MASW and Vs Profiling
Active and passive surface-wave acquisition for Site Class determination per ASCE 7, combined with refraction tomography for a complete velocity model.
Crosshole and Downhole Seismic
Borehole-source and receiver arrays for interval velocity measurement in cased boreholes, providing the highest resolution for critical foundation design.
Common questions
What is the typical cost of a seismic refraction survey for a 1-acre site in Atlanta?
For a 1-acre commercial site in the Atlanta metro, a seismic refraction survey using a 24-channel array and a weight-drop source typically ranges from US$3,030 to US$4,560, depending on the number of profiles, the target depth, and the access constraints. Sites with heavy undergrowth, steep slopes, or proximity to MARTA rail lines may require additional line-kilometers or a smaller geophone spacing, which shifts the cost toward the upper end of the range.
How does seismic tomography improve Site Class determination over borehole-only methods in the Piedmont?
Borehole-only methods measure the velocity at a single point, but the saprolite thickness in Atlanta can change by 20 feet over a distance of 50 feet. Seismic tomography provides a continuous 2D cross-section of shear-wave velocity, allowing the geotechnical engineer to identify the thinnest and thickest soil columns across the site and assign the most conservative Site Class. The integrated MASW profile also captures the low-velocity weathered zone that a standard SPT N-value correlation often misses.
Can you perform seismic surveys in Atlanta neighborhoods with heavy traffic and utilities?

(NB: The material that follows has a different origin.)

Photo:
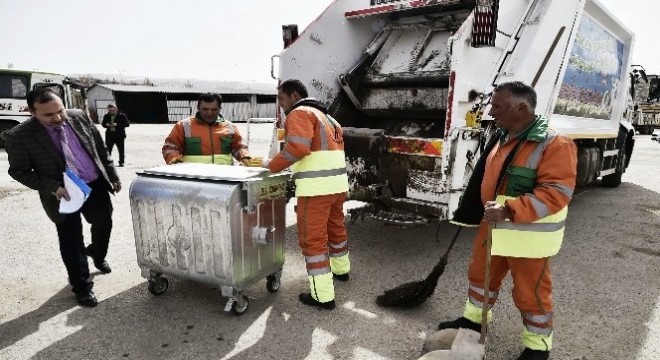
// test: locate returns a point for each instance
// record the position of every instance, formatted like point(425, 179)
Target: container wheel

Yes. We use a land streamer with built-in geophones and a weight-drop source mounted on a small trailer that can be deployed along a curb lane without trenching or planting geophones. The acquisition is fast—about 300 linear feet per hour—and the source energy is low enough to avoid triggering vibration complaints. We coordinate with Georgia 811 for utility marking and schedule the survey during off-peak hours to minimize traffic disruption.